I am trying to use spark sql from spark 2 on cloudera environment and getting the folowing error:
'pyspark.sql.utils.AnalysisException: u'Cannot up cast
other_column_from_table
from decimal(32,22) to decimal(30,22) as it may truncate\n;''
We not use this column other_column_from_table
that SPARK SQL tries to cast in the select statement, and it is the cause of error.
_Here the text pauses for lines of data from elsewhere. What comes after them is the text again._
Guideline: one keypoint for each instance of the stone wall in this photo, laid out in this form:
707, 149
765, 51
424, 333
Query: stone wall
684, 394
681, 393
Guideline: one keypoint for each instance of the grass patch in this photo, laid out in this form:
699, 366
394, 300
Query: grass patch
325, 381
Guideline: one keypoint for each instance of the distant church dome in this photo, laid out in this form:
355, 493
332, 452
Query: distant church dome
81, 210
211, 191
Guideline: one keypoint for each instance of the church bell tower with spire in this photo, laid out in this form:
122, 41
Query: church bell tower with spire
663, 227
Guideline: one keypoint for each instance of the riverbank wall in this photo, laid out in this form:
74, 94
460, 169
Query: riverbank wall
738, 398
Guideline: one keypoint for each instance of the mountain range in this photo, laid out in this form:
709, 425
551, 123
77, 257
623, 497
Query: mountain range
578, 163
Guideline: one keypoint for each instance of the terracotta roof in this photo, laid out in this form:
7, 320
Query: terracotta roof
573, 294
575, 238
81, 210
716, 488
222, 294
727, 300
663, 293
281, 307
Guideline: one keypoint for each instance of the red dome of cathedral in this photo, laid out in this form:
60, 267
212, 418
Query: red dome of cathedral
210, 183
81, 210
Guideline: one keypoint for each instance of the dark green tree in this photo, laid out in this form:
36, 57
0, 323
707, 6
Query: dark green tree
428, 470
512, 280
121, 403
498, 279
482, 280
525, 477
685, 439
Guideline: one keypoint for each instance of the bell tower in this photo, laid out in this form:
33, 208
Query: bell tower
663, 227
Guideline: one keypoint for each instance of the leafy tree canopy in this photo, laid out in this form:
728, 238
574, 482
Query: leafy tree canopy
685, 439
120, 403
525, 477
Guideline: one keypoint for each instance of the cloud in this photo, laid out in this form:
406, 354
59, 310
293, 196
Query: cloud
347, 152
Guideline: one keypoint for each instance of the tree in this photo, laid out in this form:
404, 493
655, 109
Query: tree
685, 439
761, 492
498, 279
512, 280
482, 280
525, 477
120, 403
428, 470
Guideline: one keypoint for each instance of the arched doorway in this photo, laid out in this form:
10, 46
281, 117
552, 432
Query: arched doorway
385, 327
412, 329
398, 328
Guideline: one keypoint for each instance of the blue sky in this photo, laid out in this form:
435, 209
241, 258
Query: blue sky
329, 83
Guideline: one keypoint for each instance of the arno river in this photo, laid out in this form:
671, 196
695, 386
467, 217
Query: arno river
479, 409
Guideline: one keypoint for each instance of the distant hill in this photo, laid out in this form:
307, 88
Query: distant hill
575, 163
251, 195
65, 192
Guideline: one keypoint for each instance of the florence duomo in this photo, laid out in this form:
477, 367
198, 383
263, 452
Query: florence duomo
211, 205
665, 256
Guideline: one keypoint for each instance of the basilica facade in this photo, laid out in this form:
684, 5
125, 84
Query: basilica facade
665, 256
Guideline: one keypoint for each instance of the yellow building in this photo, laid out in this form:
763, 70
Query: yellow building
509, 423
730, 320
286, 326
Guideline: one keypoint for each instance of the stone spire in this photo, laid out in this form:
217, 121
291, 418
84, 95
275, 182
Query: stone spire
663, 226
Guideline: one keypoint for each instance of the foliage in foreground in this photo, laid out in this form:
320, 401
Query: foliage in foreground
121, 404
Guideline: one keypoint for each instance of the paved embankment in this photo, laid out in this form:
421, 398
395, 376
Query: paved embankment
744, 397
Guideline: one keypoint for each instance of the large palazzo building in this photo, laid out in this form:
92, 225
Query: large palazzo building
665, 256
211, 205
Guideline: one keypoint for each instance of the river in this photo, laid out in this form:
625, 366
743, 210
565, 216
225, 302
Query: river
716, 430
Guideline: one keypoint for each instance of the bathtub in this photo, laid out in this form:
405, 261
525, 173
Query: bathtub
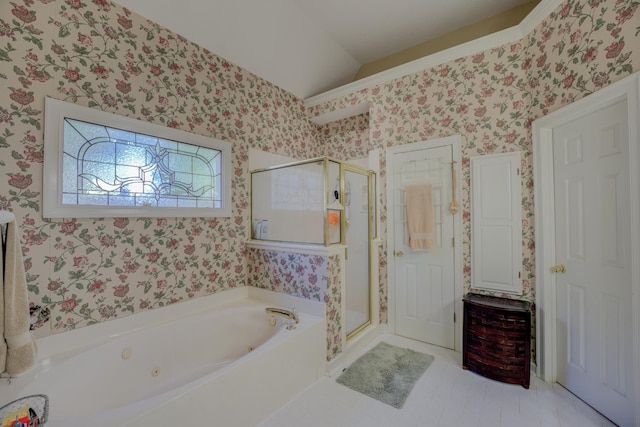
217, 360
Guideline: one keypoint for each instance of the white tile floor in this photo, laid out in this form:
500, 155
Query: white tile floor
446, 395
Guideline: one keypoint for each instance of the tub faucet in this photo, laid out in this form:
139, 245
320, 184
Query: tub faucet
284, 313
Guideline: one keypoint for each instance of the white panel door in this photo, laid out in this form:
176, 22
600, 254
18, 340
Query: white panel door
424, 280
592, 200
496, 223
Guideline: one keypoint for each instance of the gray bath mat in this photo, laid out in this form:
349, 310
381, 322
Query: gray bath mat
386, 373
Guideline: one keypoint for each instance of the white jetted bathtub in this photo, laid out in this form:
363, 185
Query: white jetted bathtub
217, 360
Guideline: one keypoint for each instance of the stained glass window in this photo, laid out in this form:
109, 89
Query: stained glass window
108, 166
109, 169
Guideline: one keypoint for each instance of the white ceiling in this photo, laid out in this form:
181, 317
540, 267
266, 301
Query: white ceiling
310, 46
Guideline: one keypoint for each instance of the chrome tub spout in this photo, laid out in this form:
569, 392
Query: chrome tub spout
284, 313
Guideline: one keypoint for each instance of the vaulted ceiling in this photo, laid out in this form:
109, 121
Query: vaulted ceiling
311, 46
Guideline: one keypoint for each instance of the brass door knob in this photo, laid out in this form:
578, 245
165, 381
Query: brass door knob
560, 268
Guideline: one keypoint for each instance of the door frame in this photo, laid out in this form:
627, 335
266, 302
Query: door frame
455, 143
627, 90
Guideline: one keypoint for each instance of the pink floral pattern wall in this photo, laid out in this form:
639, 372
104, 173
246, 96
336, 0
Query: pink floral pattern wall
98, 54
300, 275
313, 277
491, 98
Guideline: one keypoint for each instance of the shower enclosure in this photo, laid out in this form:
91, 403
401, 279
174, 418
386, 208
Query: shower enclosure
327, 202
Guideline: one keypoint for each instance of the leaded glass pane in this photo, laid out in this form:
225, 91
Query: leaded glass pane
136, 170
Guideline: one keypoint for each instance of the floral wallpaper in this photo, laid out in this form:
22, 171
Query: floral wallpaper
313, 277
300, 275
347, 139
491, 98
98, 54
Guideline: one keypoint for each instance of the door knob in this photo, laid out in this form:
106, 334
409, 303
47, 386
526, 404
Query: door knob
560, 268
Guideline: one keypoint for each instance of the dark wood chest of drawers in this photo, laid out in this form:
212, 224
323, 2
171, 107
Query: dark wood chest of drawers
497, 338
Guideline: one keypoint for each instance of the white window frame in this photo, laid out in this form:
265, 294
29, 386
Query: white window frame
496, 237
53, 207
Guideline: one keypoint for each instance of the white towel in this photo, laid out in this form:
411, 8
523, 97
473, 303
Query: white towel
20, 352
420, 218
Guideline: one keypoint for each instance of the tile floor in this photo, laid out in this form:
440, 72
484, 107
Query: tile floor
446, 395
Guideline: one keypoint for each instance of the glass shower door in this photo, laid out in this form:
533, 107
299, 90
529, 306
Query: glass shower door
357, 212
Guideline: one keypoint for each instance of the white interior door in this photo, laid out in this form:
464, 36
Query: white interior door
594, 298
424, 280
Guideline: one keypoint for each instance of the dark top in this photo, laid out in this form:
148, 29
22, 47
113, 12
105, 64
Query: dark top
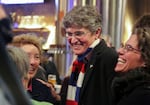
132, 88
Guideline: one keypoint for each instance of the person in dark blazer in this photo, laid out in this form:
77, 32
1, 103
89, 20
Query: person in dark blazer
93, 69
132, 86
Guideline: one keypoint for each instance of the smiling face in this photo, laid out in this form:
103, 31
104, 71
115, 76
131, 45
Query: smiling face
34, 57
80, 43
129, 59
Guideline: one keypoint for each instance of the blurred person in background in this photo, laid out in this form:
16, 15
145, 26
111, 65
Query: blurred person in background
21, 60
93, 69
32, 46
132, 87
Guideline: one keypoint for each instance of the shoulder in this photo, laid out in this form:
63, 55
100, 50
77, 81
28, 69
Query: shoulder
139, 96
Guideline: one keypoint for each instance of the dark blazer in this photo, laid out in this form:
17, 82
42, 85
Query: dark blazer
99, 73
132, 88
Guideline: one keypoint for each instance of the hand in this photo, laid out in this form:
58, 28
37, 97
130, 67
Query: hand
2, 12
52, 88
5, 27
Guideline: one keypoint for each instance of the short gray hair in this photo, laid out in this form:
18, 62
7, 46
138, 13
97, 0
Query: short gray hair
83, 17
21, 60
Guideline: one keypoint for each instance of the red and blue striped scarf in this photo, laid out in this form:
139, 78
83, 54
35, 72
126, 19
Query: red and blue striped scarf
76, 79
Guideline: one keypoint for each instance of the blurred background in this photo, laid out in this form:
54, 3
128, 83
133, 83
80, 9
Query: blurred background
44, 18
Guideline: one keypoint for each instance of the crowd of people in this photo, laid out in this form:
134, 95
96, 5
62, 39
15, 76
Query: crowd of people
100, 75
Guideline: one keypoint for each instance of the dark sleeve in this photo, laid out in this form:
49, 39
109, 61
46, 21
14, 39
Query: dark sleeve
63, 92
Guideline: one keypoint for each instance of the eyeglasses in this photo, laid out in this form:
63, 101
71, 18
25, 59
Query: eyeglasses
128, 48
77, 34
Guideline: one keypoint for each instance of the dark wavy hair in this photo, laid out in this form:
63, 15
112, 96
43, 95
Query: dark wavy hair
142, 30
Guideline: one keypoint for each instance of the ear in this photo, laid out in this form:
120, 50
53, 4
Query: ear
143, 64
98, 33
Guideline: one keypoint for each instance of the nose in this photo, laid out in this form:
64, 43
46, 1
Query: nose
32, 60
73, 39
121, 51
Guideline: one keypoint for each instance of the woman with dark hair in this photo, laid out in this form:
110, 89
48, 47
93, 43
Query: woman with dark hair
132, 87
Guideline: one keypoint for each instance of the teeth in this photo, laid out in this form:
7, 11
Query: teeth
121, 61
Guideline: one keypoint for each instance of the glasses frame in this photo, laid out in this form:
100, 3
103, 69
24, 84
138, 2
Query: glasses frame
129, 48
76, 34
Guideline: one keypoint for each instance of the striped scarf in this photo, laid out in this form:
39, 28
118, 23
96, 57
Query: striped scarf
77, 76
76, 79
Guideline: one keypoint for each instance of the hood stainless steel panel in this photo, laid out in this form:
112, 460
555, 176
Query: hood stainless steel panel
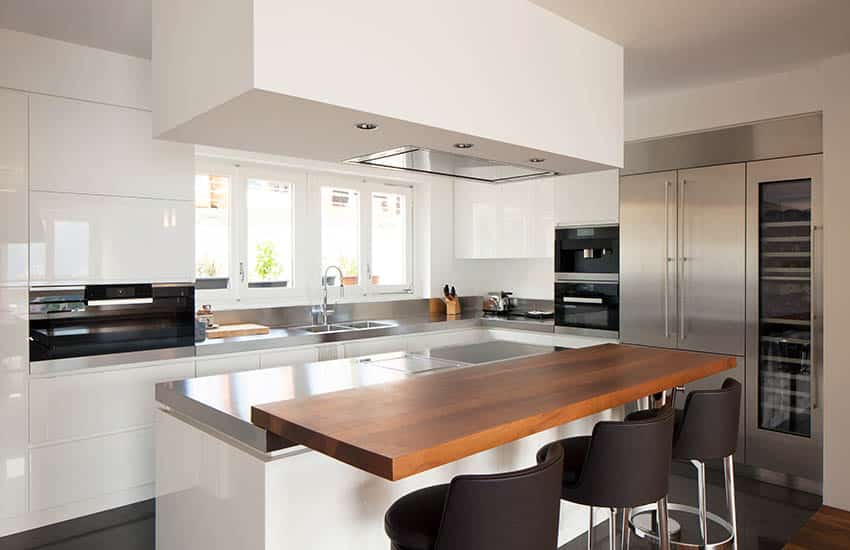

Below is the code:
enter code herespark2-submit /home/adonnert/teste_alexandre.py pyspark --deploy-mode cluster --driver-cores 2 --driver-memory 4G --executor-cores 2 --executor-memory 6G --name --master --conf "spark.sql.parquet.writeLegacyFormat=true"
import sys
from pyspark import SparkConf, SparkContext
from pyspark.conf import SparkConf
from pyspark.sql import SparkSession, DataFrame
from pyspark.sql.functions import *
from pyspark.sql.functions import coalesce
from pyspark.sql.functions import from_unixtime
import time
import traceback
from pyspark.sql import SQLContext
from pyspark.sql.types import *
from datetime import datetime, timedelta, date
from pyspark.sql.types import StructType,StructField, StringType, IntegerType,ArrayType,MapType
spark = SparkSession.builder.appName("PySparkSQL_VRJ_EC_GDC_ALE") \
.enableHiveSupport() \
.config('hive.exec.dynamic.partition', 'True') \
.config('hive.exec.dynamic.partition.mode','nonstrict') \
.config("spark.debug.maxToStringFields","200") \
.config("spark.sql.shuffle.partition", "200") \
.config("spark.sql.inMemoryColumnarStorage.compressed", True) \
.config("spark.sql.inMemoryColumnarStorage.batchSize",10000) \
.config("spark.sql.codegen",True) \
.getOrCreate()
df_lead = spark.sql("""
SELECT
my_id,
value_number
FROM owner.table
WHERE date >= CAST(DATE_FORMAT(ADD_MONTHS(current_timestamp(),-13),'yyyyMM') AS BIGINT)
""").show(10)
Is there a way to deal with it as not allow the spark sql make a cast of column that is not called? It does not even generate the df to use some schema.